I'd have some sophomore interns -- it hardly matters whether they're college sophomores or high school sophomores -- monitor this site very closely. Whenever anyone posted an idea for political reform -- or even a comment on someone else's idea for political reform -- the sophomores would be under instructions to disagree with it in the most disrespectful, know-it-all tones they could manage. Naturally, they would do this anonymously. And the point would not be to influence the actual substantive debate in any way; indeed, I might have two anonymous sophomore interns sitting in adjacent cubicles and flaming each other. The object would be to convince anyone taking a look at Unity08 that it will just be the same old politics -- people constantly ignoring big questions of principle to focus on petty resentments; ignoring the choices we face for the future so that they could revisit quarrels long past. This, I would reason, would be likely to kill off Unity08 in its infancy by playing to despair rather than hope -- tapping into the power of the "dark side," if you will.

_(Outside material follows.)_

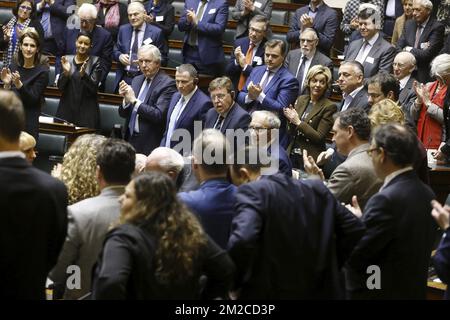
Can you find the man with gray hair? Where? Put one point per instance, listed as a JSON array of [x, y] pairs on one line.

Are they doing this? I don't know, but after spending a little time on the Shoutbox, it looks to me like either they are doing this to us or we are doing it to ourselves. Why? Why all the anonymous trashing of people with whom we (presumably) share some interest in reform? It's of course quite healthy for us to have a variety of different views about any given issue, and even different views about which issues matter. But it seems to me our discussions at this point should be driven by a desire to find common ground. Finding things to disagree about was easy enough without Unity08; it is the opportunity to find things to *agree* about that is so precious here.
We can do this. We can clean out the barn any time we want, because it's our barn. But the secret ingredient, the one that has always been missing from independent politics, is cohesiveness. If we can't make "unity" a reality rather than just a clever name, we'll go nowhere.
So my plea, to everyone who cares about this movement, is to engage at the level of ideas. Leave the snarkiness to the people who've managed to lower our level of political discourse so far. Let's do this better, and let's start by treating each other well.